By the nature of the question he asked, it appeared obvious to him to continue, and it may to you as well, but I recommend giving it some serious thought to make sure that it is “insurance” you’re buying. After all, his price tag was $120 per month!
If you’ve worked for a large company for some time and you are used to having dental coverage at little or no cost to you, you’ve become accustomed to having it. It’s usually cost effective under those circumstances and a nice fringe benefit.
However, when you have to foot the entire monthly premium by yourself during Phase II of your financial life, you have to really step back and take a good look at what you’re getting.
3 Questions You Must Ask and Evaluate About Any Insurance
When evaluating any form of insurance, you have to ask yourself three questions:
- “What is my potential financial loss if I don’t have this insurance?”
- “What is the probability that I’ll suffer this loss?”
- “Am I willing to risk absorbing this entire loss myself, or should I pass on some or all of the risk to an insurance company by paying a premium?”
As an example, when evaluating homeowner’s insurance, the obvious answer is, “I’ll lose my entire house in a fire and have to pay a large chunk of money out of my pocket to rebuild it!” Now that’s a financial loss worth insuring (at the right cost).
However, if the cost to rebuild your home in the event of a total loss is $350,000, but the homeowner’s insurance premium to insure against that loss is $350,000 per year, you wouldn’t run out to buy that policy!
There’s no insurance going on there. The insurance company has not absorbed any of the financial risk from you. All they’re doing is holding your $350,000 to give back to you in the event of a loss.
In many instances, this is what’s going on with dental insurance. The typical policy pays for a couple of cleanings and a diagnostic exam each year (x-rays, etc.), and possibly a filling.
After that, the policy usually only pays about 50% of your cost for a comprehensive procedure such as a crown or a bridge.
If you stop and evaluate it, the financial loss of having to pay for cleanings, exams, and even a filling every year is minimal. That is typically not a financial risk worth insuring because all you’re doing is getting back the premium you’ve paid.
The real financial risk is the cost of the comprehensive procedure like two current members are dealing with right now where the cost is in excess of $25,000!
This is where you have to evaluate and speak with your dentist about not only the probability of your requiring a procedure like this, but what your dentist’s price would be to perform it.
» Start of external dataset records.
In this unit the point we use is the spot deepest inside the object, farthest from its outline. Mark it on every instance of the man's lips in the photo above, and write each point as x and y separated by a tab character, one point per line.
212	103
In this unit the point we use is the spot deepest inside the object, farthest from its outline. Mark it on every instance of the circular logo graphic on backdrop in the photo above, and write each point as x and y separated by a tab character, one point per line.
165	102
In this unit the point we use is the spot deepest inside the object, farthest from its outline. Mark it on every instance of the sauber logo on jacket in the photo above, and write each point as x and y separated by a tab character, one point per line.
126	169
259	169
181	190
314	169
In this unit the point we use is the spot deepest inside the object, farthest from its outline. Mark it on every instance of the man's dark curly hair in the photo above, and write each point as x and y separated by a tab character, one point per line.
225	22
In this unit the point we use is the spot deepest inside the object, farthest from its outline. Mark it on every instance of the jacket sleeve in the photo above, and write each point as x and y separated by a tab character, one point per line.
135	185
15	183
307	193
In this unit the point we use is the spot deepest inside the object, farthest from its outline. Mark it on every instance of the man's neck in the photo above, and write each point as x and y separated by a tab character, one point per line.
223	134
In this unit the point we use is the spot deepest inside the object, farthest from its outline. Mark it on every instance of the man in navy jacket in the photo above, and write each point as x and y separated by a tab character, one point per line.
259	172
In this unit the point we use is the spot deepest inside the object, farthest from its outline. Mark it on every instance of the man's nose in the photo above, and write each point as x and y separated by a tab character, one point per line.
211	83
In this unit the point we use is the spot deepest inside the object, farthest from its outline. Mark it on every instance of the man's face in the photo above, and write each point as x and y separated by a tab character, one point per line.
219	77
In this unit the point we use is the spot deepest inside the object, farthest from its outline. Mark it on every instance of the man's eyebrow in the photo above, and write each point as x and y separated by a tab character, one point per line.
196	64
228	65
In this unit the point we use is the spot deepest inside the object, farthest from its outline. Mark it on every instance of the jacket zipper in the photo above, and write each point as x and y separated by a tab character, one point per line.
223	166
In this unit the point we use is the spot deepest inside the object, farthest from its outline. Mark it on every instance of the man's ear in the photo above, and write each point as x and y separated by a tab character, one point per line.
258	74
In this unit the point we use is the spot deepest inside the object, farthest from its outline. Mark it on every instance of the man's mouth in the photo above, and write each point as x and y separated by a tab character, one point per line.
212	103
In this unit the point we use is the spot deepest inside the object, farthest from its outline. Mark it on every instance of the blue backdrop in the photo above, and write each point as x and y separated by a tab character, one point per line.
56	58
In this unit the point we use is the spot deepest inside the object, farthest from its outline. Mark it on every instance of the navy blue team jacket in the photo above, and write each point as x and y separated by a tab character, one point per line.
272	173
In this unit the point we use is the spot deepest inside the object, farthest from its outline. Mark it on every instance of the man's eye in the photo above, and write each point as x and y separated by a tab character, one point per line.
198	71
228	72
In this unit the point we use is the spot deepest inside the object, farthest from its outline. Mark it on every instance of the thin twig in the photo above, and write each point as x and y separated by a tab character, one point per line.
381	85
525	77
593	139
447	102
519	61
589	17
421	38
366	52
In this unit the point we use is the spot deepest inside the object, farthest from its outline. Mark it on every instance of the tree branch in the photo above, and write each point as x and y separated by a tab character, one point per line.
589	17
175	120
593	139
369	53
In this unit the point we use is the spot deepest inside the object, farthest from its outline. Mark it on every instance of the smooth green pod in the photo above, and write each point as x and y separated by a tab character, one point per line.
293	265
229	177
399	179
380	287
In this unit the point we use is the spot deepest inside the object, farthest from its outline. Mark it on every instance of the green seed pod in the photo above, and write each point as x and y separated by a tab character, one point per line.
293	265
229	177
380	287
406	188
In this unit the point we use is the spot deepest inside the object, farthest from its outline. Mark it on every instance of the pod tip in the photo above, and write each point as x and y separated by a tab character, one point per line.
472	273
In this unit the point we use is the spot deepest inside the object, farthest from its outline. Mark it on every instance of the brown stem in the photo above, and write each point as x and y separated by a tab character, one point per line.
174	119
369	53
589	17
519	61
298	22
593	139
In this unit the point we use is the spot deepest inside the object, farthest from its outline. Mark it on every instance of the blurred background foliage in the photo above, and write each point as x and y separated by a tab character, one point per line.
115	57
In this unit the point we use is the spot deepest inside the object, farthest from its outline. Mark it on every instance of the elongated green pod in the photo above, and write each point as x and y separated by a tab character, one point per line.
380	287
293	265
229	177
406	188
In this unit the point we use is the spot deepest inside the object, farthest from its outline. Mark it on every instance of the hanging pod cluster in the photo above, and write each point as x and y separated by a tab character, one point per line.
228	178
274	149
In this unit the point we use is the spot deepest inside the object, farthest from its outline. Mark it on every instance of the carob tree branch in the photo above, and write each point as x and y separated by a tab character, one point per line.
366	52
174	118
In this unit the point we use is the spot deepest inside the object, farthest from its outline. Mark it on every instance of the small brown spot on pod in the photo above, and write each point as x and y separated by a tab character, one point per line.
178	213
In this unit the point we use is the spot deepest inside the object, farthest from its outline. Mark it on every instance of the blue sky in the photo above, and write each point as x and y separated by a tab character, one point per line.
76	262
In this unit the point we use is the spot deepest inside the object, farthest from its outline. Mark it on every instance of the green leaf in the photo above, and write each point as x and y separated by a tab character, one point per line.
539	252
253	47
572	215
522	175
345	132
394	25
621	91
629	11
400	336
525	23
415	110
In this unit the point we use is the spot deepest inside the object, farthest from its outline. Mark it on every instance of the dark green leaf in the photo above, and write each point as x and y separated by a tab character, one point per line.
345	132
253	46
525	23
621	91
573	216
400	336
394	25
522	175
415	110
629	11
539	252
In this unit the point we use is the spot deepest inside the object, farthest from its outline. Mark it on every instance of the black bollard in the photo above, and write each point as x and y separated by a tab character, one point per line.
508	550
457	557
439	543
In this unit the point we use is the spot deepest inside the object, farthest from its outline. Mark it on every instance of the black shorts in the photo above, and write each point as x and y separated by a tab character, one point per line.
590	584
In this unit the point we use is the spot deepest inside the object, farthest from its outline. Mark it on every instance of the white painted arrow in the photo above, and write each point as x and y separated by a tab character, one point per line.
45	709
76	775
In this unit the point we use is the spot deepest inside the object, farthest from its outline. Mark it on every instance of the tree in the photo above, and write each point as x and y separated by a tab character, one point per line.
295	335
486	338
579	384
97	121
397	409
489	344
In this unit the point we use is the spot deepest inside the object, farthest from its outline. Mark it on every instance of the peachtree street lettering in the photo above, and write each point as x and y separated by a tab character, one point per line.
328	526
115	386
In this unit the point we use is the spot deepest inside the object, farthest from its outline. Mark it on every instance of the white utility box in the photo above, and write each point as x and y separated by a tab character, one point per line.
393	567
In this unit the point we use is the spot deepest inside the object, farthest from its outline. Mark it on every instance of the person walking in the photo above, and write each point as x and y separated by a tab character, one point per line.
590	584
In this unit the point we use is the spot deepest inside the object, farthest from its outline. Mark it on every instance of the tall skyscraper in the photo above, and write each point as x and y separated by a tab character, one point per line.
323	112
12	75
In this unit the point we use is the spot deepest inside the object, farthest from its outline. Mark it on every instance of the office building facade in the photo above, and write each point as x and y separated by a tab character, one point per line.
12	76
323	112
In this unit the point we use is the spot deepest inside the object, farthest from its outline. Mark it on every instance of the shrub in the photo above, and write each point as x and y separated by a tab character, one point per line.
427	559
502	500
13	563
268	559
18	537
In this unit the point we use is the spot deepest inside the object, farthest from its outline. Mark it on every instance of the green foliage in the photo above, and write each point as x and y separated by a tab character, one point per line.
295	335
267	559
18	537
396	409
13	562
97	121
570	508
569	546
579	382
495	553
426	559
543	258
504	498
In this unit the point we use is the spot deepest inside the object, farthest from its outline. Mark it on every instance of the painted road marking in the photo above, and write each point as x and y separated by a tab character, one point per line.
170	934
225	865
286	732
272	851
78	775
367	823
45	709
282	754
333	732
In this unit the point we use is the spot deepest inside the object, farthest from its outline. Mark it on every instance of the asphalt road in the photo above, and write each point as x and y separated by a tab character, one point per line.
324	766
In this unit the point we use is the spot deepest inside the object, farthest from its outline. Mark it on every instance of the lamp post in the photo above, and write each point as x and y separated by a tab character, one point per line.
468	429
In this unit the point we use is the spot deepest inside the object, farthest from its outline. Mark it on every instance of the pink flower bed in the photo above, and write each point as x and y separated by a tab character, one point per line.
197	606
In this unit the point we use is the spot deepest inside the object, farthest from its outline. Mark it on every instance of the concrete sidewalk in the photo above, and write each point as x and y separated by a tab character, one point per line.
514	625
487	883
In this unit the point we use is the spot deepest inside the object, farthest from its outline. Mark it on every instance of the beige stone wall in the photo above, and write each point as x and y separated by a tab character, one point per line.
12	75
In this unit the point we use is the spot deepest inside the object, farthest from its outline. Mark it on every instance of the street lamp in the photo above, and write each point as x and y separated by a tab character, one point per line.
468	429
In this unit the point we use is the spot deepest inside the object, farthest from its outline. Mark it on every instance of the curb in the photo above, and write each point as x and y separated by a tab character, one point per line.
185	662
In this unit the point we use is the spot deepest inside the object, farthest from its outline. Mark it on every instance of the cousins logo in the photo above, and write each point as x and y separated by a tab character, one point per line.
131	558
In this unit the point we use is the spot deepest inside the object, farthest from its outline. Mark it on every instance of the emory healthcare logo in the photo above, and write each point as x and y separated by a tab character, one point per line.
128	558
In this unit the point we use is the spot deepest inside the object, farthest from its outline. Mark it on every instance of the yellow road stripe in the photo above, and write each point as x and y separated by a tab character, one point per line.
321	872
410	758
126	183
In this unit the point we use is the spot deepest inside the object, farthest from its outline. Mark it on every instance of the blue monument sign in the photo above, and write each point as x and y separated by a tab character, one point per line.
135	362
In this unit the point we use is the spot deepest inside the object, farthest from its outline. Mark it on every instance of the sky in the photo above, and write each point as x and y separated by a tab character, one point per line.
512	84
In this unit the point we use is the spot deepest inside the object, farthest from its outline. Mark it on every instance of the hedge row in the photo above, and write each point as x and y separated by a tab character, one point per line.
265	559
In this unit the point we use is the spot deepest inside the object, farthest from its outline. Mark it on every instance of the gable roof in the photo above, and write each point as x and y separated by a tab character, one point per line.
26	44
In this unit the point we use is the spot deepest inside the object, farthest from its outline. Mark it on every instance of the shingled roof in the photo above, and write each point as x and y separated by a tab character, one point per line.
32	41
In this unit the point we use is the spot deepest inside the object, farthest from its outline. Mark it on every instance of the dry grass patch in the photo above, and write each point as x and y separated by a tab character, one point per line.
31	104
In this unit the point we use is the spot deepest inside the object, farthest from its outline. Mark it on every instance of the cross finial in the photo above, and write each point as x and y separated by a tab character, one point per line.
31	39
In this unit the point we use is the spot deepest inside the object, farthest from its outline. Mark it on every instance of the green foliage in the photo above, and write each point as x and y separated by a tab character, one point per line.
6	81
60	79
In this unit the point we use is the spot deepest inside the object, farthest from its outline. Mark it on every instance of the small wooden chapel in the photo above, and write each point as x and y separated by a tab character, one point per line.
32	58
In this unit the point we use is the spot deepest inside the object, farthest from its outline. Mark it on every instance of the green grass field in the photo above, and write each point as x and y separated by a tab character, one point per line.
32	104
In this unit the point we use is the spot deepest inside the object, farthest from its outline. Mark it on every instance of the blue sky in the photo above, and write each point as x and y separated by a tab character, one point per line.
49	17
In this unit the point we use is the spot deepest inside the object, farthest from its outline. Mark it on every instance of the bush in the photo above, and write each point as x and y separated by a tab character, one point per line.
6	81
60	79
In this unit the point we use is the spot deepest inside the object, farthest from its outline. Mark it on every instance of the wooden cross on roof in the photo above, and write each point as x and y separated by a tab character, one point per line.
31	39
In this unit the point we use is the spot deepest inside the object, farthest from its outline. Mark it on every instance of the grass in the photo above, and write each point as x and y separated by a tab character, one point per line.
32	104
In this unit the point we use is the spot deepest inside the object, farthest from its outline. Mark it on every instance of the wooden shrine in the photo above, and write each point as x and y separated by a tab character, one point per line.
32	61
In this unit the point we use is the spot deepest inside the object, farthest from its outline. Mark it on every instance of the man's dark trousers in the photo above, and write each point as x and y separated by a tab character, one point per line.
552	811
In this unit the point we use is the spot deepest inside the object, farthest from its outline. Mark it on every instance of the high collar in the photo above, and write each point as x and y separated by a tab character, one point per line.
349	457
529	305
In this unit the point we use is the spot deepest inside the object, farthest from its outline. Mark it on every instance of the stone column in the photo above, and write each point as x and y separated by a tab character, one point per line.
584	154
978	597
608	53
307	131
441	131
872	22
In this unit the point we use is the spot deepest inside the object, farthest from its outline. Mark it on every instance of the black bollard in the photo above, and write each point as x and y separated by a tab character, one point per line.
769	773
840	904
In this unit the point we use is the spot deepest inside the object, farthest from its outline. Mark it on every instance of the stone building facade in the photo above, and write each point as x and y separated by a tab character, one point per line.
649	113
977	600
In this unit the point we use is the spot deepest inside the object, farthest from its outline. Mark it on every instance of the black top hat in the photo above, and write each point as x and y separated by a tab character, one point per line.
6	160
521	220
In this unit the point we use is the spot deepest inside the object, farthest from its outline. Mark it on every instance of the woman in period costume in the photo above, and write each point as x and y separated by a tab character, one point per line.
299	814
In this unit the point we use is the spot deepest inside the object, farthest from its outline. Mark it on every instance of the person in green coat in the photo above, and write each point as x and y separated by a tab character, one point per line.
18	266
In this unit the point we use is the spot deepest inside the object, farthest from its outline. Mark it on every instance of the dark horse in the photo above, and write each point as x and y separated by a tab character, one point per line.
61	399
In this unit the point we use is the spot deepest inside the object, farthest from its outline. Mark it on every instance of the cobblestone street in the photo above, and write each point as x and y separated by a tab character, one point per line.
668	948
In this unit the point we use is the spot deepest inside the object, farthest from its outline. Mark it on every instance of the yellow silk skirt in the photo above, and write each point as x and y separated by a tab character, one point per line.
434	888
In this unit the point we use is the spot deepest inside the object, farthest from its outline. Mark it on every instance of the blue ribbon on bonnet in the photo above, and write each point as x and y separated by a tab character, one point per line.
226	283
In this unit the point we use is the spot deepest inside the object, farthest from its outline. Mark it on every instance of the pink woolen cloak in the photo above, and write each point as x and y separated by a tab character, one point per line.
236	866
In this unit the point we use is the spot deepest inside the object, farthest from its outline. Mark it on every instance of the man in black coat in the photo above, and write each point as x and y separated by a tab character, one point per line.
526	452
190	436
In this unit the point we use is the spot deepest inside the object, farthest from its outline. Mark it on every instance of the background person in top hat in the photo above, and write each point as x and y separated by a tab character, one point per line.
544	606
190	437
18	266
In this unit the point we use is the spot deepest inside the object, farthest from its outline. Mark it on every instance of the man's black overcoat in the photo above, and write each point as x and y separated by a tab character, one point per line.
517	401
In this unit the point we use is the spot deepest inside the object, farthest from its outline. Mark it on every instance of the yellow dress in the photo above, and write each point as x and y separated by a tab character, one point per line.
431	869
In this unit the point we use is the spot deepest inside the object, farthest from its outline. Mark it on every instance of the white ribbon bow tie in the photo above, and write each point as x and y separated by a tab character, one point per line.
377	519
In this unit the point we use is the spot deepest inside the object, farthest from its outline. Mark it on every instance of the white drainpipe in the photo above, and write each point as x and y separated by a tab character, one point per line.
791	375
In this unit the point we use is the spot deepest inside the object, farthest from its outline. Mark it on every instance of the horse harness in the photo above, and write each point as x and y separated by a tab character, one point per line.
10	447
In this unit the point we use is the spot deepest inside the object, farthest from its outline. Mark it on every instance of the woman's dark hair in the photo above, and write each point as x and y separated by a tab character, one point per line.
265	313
Once you know those numbers, you can evaluate your downside financial risk and whether dental insurance makes sense for you.
The key, as with any form of insurance, is to insure against the “big loss”. In other words, insure against your house burning to the ground, not a broken window.
If you follow those parameters with all of your insurances, and increase your deductibles, you can save a good amount of money in premiums every year and free up money for things you’d rather spend it on, like going out to dinner!